In Clojure we represent this as actual maps:

{:subscriberUsage {"userX" {:nighttime-usage {:amount-with-vat 11, ...}}})

and we merge them as follows:

(defn deep-merge-with
  "Recursively merges maps. If keys are not maps, merge the values with (f val1 val2)"
  [f & vals]
  (if (every? map? vals)
    (apply merge-with deep-merge-with f vals)
    (apply f vals)))
    
(defn merge-usages [usages]
  (apply
    (partial deep-merge-with +)
    usages))

Comments

Why the Groovy solution using esentially just a single "core function" (actually a statement), for, the Clojure one uses quite a few - apply, merge-with, partial. It defines a generic helper function, a (recursive) variation of a core function, one that could easily be used at many places.

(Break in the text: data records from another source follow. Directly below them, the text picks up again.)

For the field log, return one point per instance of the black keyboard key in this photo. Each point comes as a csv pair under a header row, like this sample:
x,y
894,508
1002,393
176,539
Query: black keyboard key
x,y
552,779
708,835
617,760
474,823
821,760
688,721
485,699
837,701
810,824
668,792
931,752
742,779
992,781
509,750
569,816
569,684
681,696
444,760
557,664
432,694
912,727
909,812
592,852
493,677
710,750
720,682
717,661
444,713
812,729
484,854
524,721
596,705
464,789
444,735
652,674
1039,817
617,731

The core of the Clojure solution is much smaller and it is easier to read, essentially it is "deep merge usages with +". Even though you don't know the custom function deep-merge-with, you know the standard merge-with and can easily guess what this one does. On the other hand, the Groovy solution is "safer" because it will only work for a 2-level deep map whose leaves override + and will fail if you pass it anything unexpected.

You could write both quite differently but they way they are, I think they are quite "canonical" for the given language.